One of the great things about the Davies Review of board diversity is that its rather modest proposals (a voluntary target of 25% female representation on FTSE100 boards by 2015) is that it had caused an outpouring of articles criticising the proposals. I think this is useful because a) it helps to read opposing views to sharpen your thinking and even sometimes make you change your mind and b) some of it is simply funny. That said the minute I wasted skimming Cristina Odone's entirely predictable piece on the subject is one that I will never get back.
Anyhow, one of the less compelling arguments against I've seen advanced so far is the one that if there were really anything the link between female board representation and financial performance then companies would already have diverse boards. In short if there is money in diverse boards obviously companies would have them, and shareholders would want to ensure that this happens. All is for the best in the best of all possible worlds.
I think this is mistaken for several simple reasons.
First there is the simple availability of evidence point - companies may not be aware of research suggesting such a link, since it's not an intuitive one.

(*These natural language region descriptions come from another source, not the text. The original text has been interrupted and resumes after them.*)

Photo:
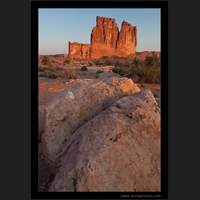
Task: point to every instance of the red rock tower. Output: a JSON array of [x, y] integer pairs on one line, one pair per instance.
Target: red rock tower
[[106, 40]]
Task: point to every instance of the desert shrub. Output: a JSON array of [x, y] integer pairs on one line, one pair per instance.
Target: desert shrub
[[45, 60], [142, 71], [84, 68], [99, 71], [67, 61], [91, 63], [152, 61], [98, 62], [119, 70], [56, 72], [70, 74]]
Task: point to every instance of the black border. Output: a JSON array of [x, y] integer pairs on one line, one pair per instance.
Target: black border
[[163, 5]]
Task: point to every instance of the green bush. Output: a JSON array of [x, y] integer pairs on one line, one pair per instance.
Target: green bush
[[56, 72], [99, 71], [91, 63], [141, 71], [45, 60], [84, 68], [70, 74], [66, 61]]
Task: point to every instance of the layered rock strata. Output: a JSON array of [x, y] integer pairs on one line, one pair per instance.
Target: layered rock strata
[[106, 40]]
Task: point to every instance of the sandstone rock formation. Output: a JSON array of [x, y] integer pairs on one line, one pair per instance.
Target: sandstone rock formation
[[117, 150], [78, 103], [106, 40], [78, 50]]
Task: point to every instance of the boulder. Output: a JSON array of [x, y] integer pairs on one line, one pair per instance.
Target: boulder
[[118, 150], [78, 103]]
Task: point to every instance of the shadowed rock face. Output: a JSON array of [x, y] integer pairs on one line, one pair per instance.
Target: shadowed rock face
[[117, 150], [74, 106], [106, 40]]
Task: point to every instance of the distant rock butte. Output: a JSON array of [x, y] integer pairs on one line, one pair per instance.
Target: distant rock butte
[[106, 40]]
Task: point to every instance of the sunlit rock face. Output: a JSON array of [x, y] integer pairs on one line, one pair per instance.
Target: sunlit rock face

Second, there could be a problem of interpretation of evidence - for a variety of reasons companies may not accept the validity of such research. Cognitive biases
Third, some boards may think that whilst there could be a link it's not relevant to them (could be an engineering firm where women are a small minority of the workforce so internal appointment v unlikely).
Fourth, companies may consider that even if there is a link between board diversity and performance it is likely so small that actively seeking to improve diversity is not worth it.
Fifth, it could be an entirely rational outcome for both women and boards, based on existing expectations, for the former to not put themselves forward and for the latter to not seek the former out. On these last two points I think Thomas Schelling's modelling on mild preferences could tell you a lot then about how even mild preferences for male directors could have large aggregate effects.
Note none of the above require you to have any cartoony view of sexist boards and directors to lead you to consider that actually they wouldn't necessarily take the optimal approach to diversity. I suppose the question back would be well, yeah, in theory that might be true but in practice companies are efficient and wouldn't allow an obvious defect to go without being addressed. Two v brief points in return -
1. M&A activity. Lots of different studies suggest that a lot of companies undertake many deals that do not create, and often actively destroy, value. This information is widely available, yet companies seem to think that they uniquely will buck the trend. In other words boards repeatedly undertake inefficient activities. Is it really too much to believe they may also get it wrong on gender?
2. Corporate leaders tend to be taller than average. Is this because there is a correlation between height and ability to run a company, or is it because we have a subconscious image/stereotype of what a leader looks like that can affect our decision-making? And if we can get confused about height, it seems reasonable to assume we might occasionally trip up with gender.